Operating Systems 2021F Lecture 13

From Soma-notes

Video

Video from the lecture given on November 2, 2021 is now available:

Video is also available through Brightspace (Resources->Class zoom meetings->Cloud Recordings tab)

Notes

Lecture 13
----------
* Grading
  - A2 and the midterm are basically graded
  - will combine and post by Thursday
  - Thursday we'll also go over midterm solutions
  - if your Tutorials 1-4 haven't been graded, please talk to your TA,
    it is probably an oversight
  - if you do better on the final, the final grade will replace
    the midterm (as the final is cumulative)
* Interviews
  - will post schedule by Thursday
  - I will ask some of you to sign up, otherwise you may volunteer
  - if you want me to check questions that you think have been misgraded,
    please sign up for an interview (unless it is pretty brief)
  - I will also be doing interviews for the final
  - you can't lose marks, but I could report you to the Dean
* Tutorial 5

By the way I'm very behind on messages & email, but will be catching up, will update on Thursday

Generally the hardest thing in this tutorial is getting passwordless login to work for SSH
 - either you have a conceptual issue or you missed something small
 - working => you got both right
 - if you have to type in a passphrase to unlock your key, it is still "passwordless"
    - the remote machine never sees the password
    - you can get rid of the passphrase if you wish

To restart the system, you can either do "sudo reboot" or
  "sudo shutdown -r now"
  - but you shouldn't do that for chsh
  - just log out and log back in, or log in separately
  - if I'm running a backup that I want to finish before shutting down, I'll
    do "sudo shutdown -h +15", so the system will "halt" in 15 minutes.

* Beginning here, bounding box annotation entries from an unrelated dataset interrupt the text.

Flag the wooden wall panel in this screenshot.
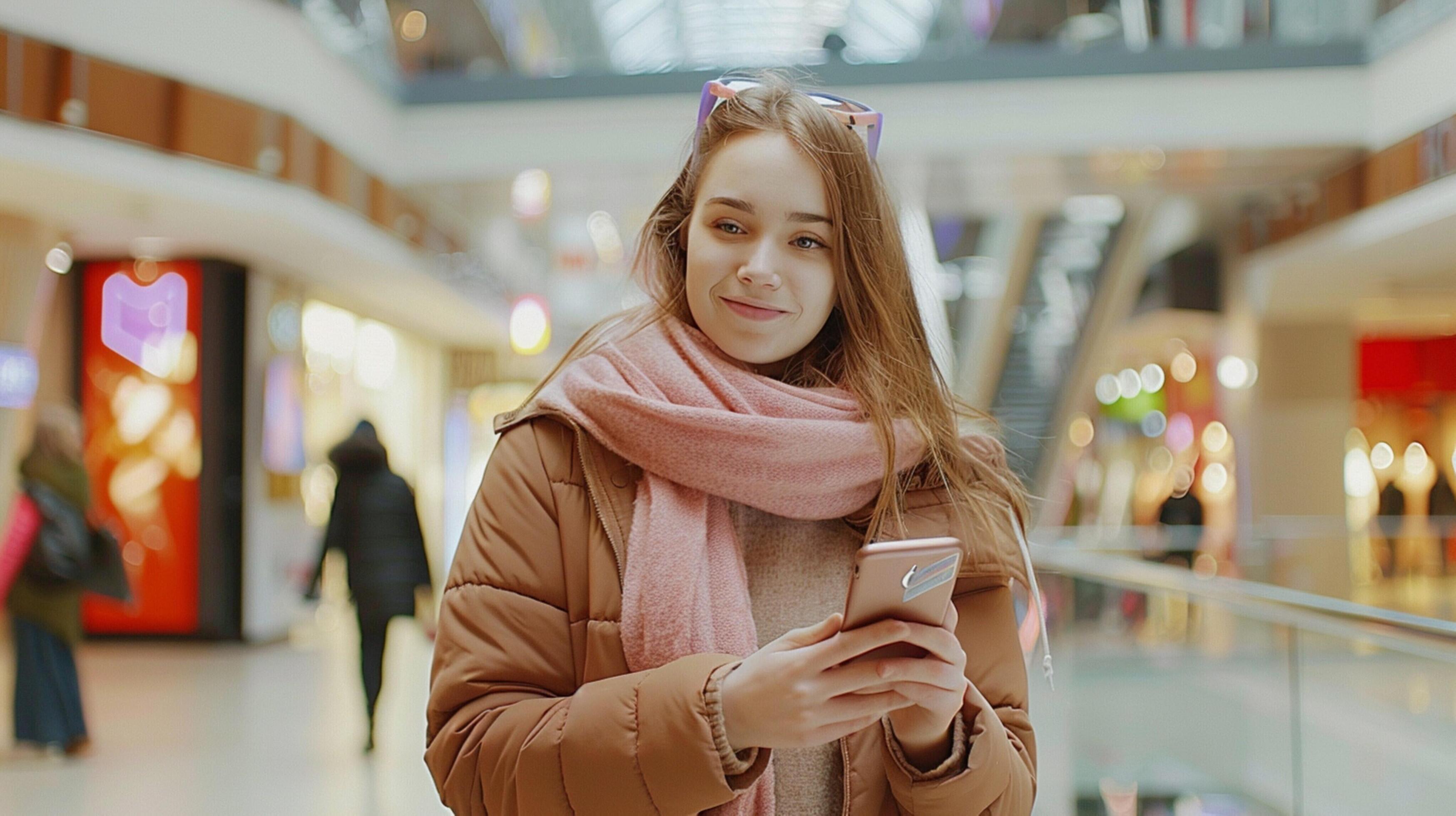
[1321,165,1364,223]
[51,52,176,149]
[173,85,265,171]
[1364,136,1421,207]
[0,32,61,119]
[319,140,368,213]
[279,118,323,189]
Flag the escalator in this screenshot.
[990,201,1125,488]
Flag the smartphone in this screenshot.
[843,538,961,663]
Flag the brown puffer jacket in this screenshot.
[425,408,1035,816]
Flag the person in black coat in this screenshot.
[309,421,431,751]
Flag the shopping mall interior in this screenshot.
[0,0,1456,816]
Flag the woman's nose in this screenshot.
[738,246,783,290]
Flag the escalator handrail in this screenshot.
[1031,544,1456,663]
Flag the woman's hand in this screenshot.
[876,603,970,771]
[722,614,931,751]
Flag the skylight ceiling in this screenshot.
[592,0,941,73]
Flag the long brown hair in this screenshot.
[527,73,1026,536]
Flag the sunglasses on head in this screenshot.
[693,76,885,162]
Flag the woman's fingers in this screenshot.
[900,624,966,667]
[764,612,844,652]
[890,681,966,711]
[801,714,879,748]
[806,619,966,669]
[808,619,911,669]
[866,657,966,694]
[817,691,914,724]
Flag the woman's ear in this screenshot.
[673,210,693,252]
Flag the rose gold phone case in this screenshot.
[843,538,961,663]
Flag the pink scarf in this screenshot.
[537,318,923,816]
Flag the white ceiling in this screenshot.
[0,117,504,347]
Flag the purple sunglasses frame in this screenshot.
[693,76,885,162]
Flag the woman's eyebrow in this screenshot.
[708,195,834,226]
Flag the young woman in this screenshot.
[425,77,1035,816]
[306,420,434,752]
[6,405,90,755]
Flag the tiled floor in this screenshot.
[0,608,446,816]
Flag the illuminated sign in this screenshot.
[100,271,188,378]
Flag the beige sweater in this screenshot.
[708,504,967,816]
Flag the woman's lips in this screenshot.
[722,297,788,321]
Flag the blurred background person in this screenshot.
[309,420,434,751]
[6,405,90,755]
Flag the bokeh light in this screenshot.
[1166,413,1194,453]
[1404,442,1431,477]
[1140,411,1168,439]
[1345,449,1374,498]
[1203,421,1229,453]
[1168,351,1198,382]
[1203,462,1229,494]
[399,9,430,42]
[1067,414,1096,448]
[511,169,550,220]
[1370,442,1395,471]
[1139,363,1166,393]
[510,294,550,356]
[1117,369,1143,399]
[45,241,73,276]
[1095,375,1122,405]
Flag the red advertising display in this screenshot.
[80,261,202,634]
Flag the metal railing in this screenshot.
[1032,539,1456,816]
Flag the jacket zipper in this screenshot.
[524,411,850,816]
[560,415,627,586]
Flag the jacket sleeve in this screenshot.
[885,579,1037,816]
[425,420,767,816]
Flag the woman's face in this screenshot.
[687,133,836,376]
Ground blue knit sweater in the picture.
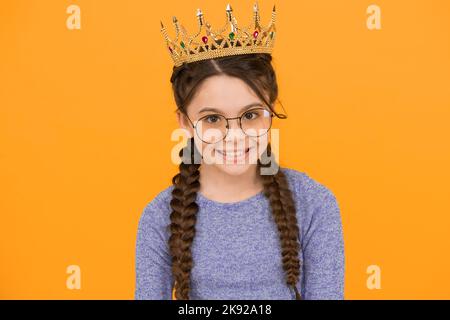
[135,167,345,300]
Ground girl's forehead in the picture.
[191,76,261,113]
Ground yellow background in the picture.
[0,0,450,299]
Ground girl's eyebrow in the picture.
[198,102,263,114]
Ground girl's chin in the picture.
[214,163,256,176]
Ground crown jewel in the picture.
[161,3,276,67]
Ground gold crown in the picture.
[161,3,276,67]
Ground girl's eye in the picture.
[244,111,258,120]
[205,114,220,123]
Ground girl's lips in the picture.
[216,148,250,158]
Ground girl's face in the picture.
[178,75,271,175]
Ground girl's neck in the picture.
[200,164,263,202]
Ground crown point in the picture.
[253,2,259,12]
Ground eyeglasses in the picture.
[185,108,274,143]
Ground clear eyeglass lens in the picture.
[195,108,272,143]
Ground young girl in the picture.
[135,3,344,299]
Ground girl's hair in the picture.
[168,53,301,300]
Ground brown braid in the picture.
[169,139,200,300]
[169,139,301,300]
[258,143,301,300]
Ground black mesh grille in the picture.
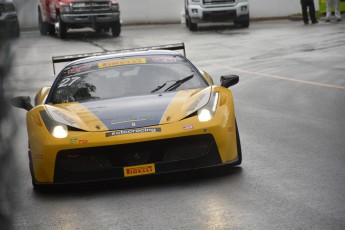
[203,10,237,21]
[203,0,235,6]
[71,1,110,12]
[54,134,219,182]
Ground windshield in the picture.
[47,55,207,104]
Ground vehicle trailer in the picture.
[185,0,249,31]
[38,0,121,39]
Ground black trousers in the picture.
[301,0,316,24]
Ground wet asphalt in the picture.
[7,20,345,230]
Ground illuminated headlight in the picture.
[198,92,219,122]
[110,0,120,11]
[51,125,68,138]
[189,0,200,5]
[40,110,68,138]
[60,5,71,13]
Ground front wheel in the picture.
[110,22,121,37]
[234,120,242,165]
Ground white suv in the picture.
[185,0,249,31]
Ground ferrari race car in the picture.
[12,43,242,188]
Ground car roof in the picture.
[65,50,183,67]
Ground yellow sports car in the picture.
[12,43,242,188]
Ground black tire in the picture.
[234,15,250,28]
[234,119,242,165]
[56,15,67,39]
[241,19,249,28]
[110,22,121,37]
[28,150,49,192]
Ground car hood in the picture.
[45,86,212,131]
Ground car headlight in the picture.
[51,125,68,138]
[198,92,219,122]
[60,5,71,13]
[40,110,68,138]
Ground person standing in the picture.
[325,0,341,22]
[301,0,318,25]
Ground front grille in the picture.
[54,134,219,182]
[203,0,235,6]
[71,1,111,12]
[203,10,237,21]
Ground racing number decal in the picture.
[58,77,80,88]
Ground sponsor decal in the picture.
[188,92,208,112]
[98,58,146,69]
[123,164,156,177]
[58,77,81,88]
[105,128,161,137]
[33,153,43,160]
[67,65,91,74]
[52,110,75,125]
[151,57,176,62]
[182,124,194,130]
[111,116,155,125]
[69,137,89,144]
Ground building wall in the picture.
[14,0,319,28]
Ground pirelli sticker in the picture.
[123,164,156,177]
[98,58,146,69]
[105,128,161,137]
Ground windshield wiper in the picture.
[164,74,194,92]
[151,74,194,93]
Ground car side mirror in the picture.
[220,75,240,88]
[11,96,33,111]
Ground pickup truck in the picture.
[185,0,249,31]
[38,0,121,39]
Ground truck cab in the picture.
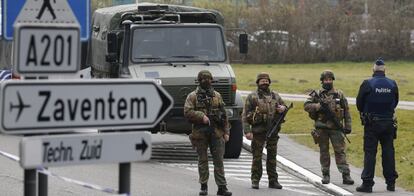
[88,3,247,158]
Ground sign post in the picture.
[0,79,173,134]
[20,131,151,169]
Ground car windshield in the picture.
[132,26,226,63]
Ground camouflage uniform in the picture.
[304,70,353,184]
[243,74,285,185]
[184,70,230,193]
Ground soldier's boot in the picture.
[342,174,354,185]
[217,185,232,196]
[269,180,282,189]
[321,173,331,184]
[252,182,259,189]
[198,184,208,195]
[356,183,372,193]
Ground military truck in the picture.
[87,3,247,158]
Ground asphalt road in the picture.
[0,134,327,196]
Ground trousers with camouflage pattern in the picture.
[196,132,227,185]
[251,132,279,184]
[318,129,350,174]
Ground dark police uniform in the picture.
[356,71,398,188]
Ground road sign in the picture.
[20,132,151,169]
[1,0,90,41]
[0,79,173,134]
[112,0,136,5]
[16,26,80,73]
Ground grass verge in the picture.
[233,61,414,101]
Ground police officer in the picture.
[243,72,286,189]
[356,58,398,193]
[184,70,232,196]
[304,70,354,185]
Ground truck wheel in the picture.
[224,120,243,159]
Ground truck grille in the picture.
[163,85,234,107]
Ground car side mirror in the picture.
[106,32,118,63]
[239,33,249,54]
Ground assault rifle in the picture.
[266,103,293,139]
[309,90,351,143]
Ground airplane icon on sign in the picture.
[10,91,30,122]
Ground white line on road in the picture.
[237,90,414,110]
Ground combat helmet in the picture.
[197,70,213,81]
[256,72,272,84]
[319,70,335,81]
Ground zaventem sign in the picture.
[0,79,173,134]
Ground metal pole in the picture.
[23,169,37,196]
[119,163,131,195]
[38,168,48,196]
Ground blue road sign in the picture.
[1,0,91,41]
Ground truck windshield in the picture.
[131,26,226,63]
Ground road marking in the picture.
[151,143,328,195]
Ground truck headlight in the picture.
[226,109,234,118]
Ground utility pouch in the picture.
[392,118,398,139]
[188,134,197,149]
[311,129,321,144]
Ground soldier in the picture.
[304,70,354,185]
[356,58,399,193]
[184,70,232,196]
[243,73,286,189]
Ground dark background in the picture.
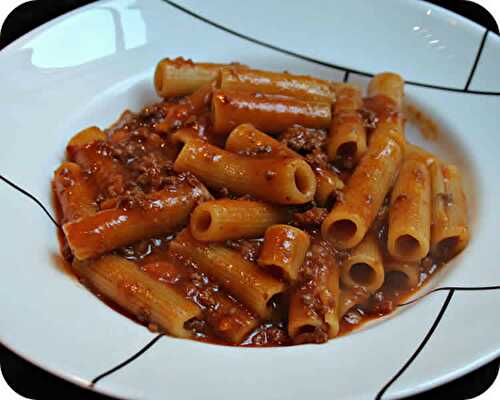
[0,0,500,400]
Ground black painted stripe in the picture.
[0,175,60,228]
[344,71,350,83]
[90,334,165,387]
[375,289,455,400]
[398,286,500,307]
[162,0,500,96]
[465,30,489,91]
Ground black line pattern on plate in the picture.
[343,71,351,83]
[0,175,60,228]
[464,30,490,92]
[0,0,500,394]
[90,333,165,388]
[375,289,455,400]
[397,286,500,307]
[162,0,500,96]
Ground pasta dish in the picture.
[52,58,469,346]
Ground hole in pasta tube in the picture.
[384,271,411,290]
[191,210,212,232]
[329,219,358,241]
[266,264,285,279]
[296,324,316,336]
[294,165,314,195]
[337,142,358,159]
[396,235,420,256]
[436,236,460,261]
[154,66,163,93]
[184,317,207,334]
[349,263,376,286]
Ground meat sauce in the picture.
[55,91,446,347]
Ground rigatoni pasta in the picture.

The only time when you must reboot is when the kernel gets upgraded
 - other reboots for updates can be bypassed, but sometimes it is a pain
   to restart all the services that need to be restarted
 - I should note there are ways to patch the kernel without rebooting
   but it only works for some updates
 - if you can't login with the new user, try "sudo service sshd restart"
    - that will restart sshd
    - check syntax?

When you do setuid before setgid, the setgid should fail because you no longer have higher privileges
 - if it doesn't fail, you haven't dropped privileges yet

Windows has to reboot all the time because processes by default lock files that are in use
 - and services are using files all the time

UNIX systems do not lock files that are in use.
  - we'll discuss this more very shortly

process uid's
 - there's actually a uid and an euid
 - uid: who "owns" the process
   - they can kill it
 - euid: what privileges the process has
 - normally uid=euid
    - then euid isn't shown
 - but when a binary is setuid, its euid is set to the uid of the file
    - the uid of the process remains unchanged

Setuid binaries are used to give controlled access to privileged resources
 - i.e., passwd & chsh allow changes to /etc/passwd, /etc/shadow
   that are owned by root
 - execve checks for the setuid bit on the binary being loaded,
   if it is set it changes the euid of the process to the uid of the file
   (otherwise it leaves it unchanged)
 - if there is a vulnerability in a setuid root binary, then an attacker
   can get full root access through it
     - that's why setuid binaries are shown in red, they are dangerous
     
Same thing for gid and egid
 - when you use groups to manage access

It is time to talk more about files & filesystems

In UNIX like systems, there are the following kinds of files
 - regular files
 - directories (d)
 - symbolic links (s)
 - character devices (c)
    - unbuffered character devices (u), not often used
 - block devices (b)
 - pipes (p)  <--- mkpipe

If it isn't a file, directory, or symbolic link, it is a "special file"
 - we'll cover special files later
 - can make them with mknod

Note that these aren't really file "types"
 - regular files just have extensions, e.g., .txt, but they are optional
 - applications can use them or ignore them, the OS doesn't care

What is a filename?
 - it is a key in a hierarchical key/value store
   - the file is the key associated with a value
 - but it is *not* just for storing data
 - counter example: /proc
   - if you do cat /proc/cpuinfo, you aren't getting data from disk,
     you're asking the kernel what CPUs it has
 - "linear array of bytes", yes...but those bytes don't have to
   come from fixed storage, they can be generated on the fly

In UNIX-like systems, files are kind of universal
 - used for all kinds of things other than storing data
 - uniform API (open, read, write, etc.) that can be applied to
   almost anything

Cool thing about a universal API is it allows for programs to be connected and
to work together without a-priori agreeing on a way to interact
 - they are just interacting with "files"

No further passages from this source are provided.